Grants were awarded to urban and rural communities across the state, including the cities of Alexandria, Lafayette, Monroe and Morgan City.
Office of Community Development-Disaster Recovery Unit Executive Director Robin Keegan said, "Since 2005, Louisiana has weathered four major hurricanes that have caused severe flooding and wind damage. This program will provide funding to support land use planning and promote strong code enforcement which, when paired with existing mitigation efforts including restoring our coastline, can protect communities from future loss.
"Community resiliency is the capability to anticipate and respond to natural or man-made hazards in an effort to limit negative impacts on people and property. There is not a one-size-fits-all solution for promoting resiliency, so we must work with at-risk communities to develop appropriate solutions," Keegan said.
The competitive Comprehensive Resiliency Pilot Program is a $10 million pool of federal Community Development Block Grant money that will enable communities to be proactive in addressing risk and tying those factors into population growth, flood zones and economic development.
One of the projects to be funded through the program is the development of a comprehensive, integrated water management strategy and plan for Orleans, Jefferson and St. Bernard parishes. The plan builds upon an international partnership between the region, the American Planning Association and the Kingdom of the Netherlands known as the Dutch Dialogues. The strategy will be one of the first developed for a city located within in a subtropical climate zone and can serve as a model for other regions at risk.
Also funded is the Southwest Louisiana Economic Development Alliance, which will develop a comprehensive regional housing study and strategic plan for the five parishes of Allen, Beauregard, Calcasieu, Cameron and Jefferson Davis. These parishes have an increased need for more quality housing units as a result of Gustav and Ike, as well as from previous hurricanes Katrina and Rita.
In addition, the nonprofit Global Green has identified a unique project to develop an economic development strategy in coastal parishes, based on wetland protection and carbon sequestration. Although the necessary science has yet to be developed for coastal Louisiana, some preliminary wetlands data suggests that coastal wetlands may absorb as much as six times more carbon than forests, placing these wetlands at the forefront of areas where emerging carbon investors might consider putting their dollars.
The 29 projects were selected by the OCD-DRU from a field of 87 submissions for resiliency planning.

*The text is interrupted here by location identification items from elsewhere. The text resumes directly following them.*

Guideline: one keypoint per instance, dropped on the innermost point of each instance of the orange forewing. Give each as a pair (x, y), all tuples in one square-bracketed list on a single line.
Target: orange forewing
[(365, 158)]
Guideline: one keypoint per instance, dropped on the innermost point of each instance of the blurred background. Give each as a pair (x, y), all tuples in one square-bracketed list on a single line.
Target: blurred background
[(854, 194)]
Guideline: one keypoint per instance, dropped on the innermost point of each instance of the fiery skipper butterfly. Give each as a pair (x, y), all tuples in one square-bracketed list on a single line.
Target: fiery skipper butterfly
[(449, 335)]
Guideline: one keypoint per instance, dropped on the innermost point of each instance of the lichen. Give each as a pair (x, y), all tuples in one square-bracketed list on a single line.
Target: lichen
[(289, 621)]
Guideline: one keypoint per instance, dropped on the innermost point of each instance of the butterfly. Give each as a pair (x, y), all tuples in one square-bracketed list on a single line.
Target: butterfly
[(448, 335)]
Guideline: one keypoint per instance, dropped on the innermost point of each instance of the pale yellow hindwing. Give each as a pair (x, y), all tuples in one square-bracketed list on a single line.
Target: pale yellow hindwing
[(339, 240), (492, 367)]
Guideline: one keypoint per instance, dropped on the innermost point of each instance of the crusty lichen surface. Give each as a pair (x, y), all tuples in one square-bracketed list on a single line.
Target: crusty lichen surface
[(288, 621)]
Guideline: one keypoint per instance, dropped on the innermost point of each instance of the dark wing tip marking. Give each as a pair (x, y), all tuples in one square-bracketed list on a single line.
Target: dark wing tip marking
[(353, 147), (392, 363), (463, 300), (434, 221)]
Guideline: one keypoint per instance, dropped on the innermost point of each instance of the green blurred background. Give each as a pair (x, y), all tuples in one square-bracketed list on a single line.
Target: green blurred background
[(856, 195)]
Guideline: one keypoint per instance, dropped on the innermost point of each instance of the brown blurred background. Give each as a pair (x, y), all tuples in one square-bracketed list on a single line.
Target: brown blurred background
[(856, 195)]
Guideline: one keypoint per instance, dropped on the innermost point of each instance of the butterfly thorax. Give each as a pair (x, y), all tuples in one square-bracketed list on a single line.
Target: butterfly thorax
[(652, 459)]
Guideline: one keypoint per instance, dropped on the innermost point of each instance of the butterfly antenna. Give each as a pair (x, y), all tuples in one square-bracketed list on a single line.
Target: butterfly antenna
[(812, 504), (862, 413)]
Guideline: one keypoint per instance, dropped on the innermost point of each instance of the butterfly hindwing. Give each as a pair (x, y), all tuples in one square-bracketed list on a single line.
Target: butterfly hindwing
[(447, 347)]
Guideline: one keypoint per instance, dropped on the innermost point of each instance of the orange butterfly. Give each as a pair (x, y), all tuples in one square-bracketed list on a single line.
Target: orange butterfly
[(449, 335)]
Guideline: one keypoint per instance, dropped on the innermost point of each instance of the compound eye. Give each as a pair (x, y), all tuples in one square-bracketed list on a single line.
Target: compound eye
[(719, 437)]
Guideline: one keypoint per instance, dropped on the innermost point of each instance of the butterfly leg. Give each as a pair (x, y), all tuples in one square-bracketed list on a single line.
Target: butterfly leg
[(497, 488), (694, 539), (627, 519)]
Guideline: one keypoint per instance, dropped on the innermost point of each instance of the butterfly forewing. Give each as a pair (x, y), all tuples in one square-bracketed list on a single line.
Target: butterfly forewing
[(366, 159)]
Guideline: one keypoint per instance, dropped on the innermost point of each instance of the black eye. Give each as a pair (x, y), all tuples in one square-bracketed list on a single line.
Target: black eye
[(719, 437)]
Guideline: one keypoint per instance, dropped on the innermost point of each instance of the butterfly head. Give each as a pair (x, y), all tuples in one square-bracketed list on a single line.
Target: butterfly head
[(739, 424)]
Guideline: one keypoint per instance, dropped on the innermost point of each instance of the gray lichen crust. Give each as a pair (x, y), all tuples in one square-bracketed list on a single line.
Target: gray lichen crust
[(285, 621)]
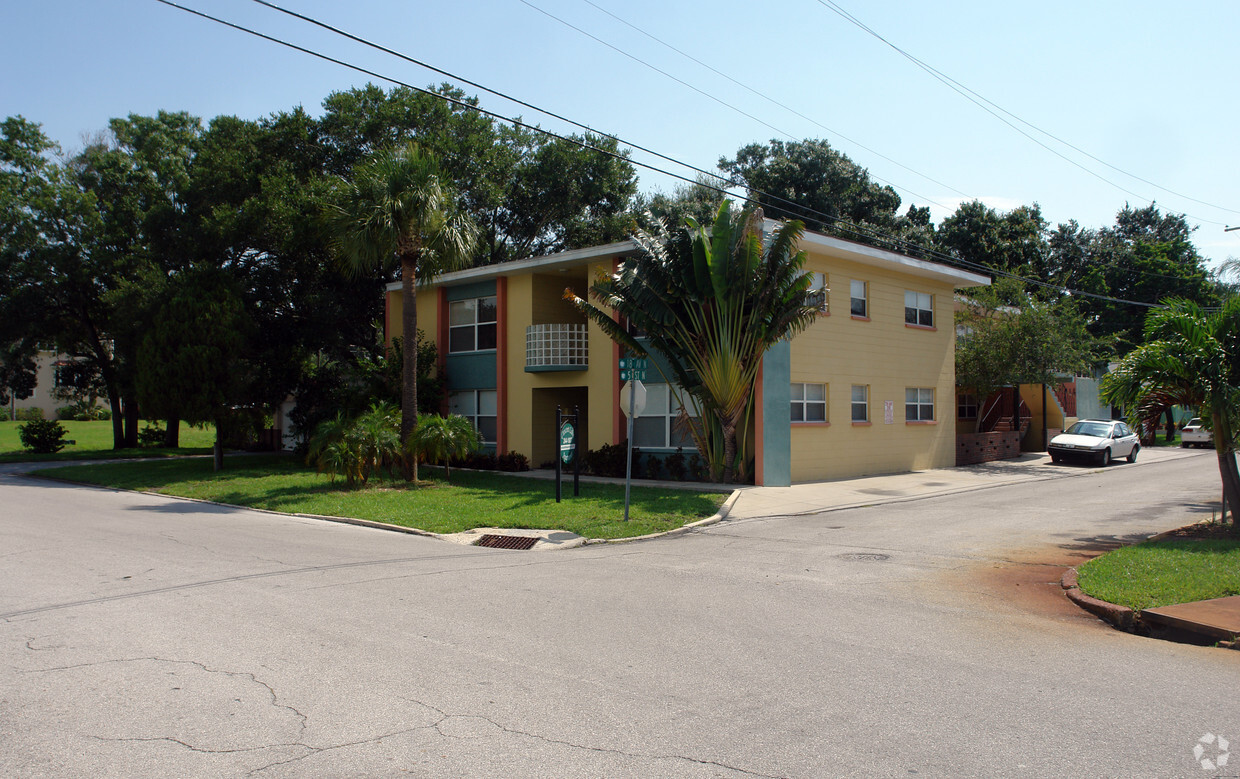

A second round of awards for building code enforcement will follow soon.
Drawn from Louisiana's $1 billion allocation of CDBG funds for recovery from hurricanes Gustav and Ike in 2008, all of the eligible projects must be focused on communities in the 53 parishes that were affected by these storms. The program will make Louisiana eligible to compete in a special $312 million Disaster Recovery Enhancement Fund that was made available in 2009 by Housing and Urban Development Secretary Shaun Donovan. The fund is designed to encourage states to spend their existing funding on programs that reduce the risk of loss of life and extent of future damage.
Lessons learned from the planning process will be compiled into a best practices resource available to all.
Created in the aftermath of Hurricane Katrina and Hurricane Rita in 2005, the Louisiana Recovery Authority (LRA) is the coordinating and planning body leading the most extensive rebuilding effort in American history. The central point for hurricane recovery in Louisiana, the LRA works closely with the Governor's Office of Homeland Security and Emergency Preparedness (GOHSEP) and partners with state and federal agencies to oversee more than $20 billion worth of programs, speed the pace of rebuilding, remove hurdles and red tape and ensure that Louisiana recovers safer and stronger than before.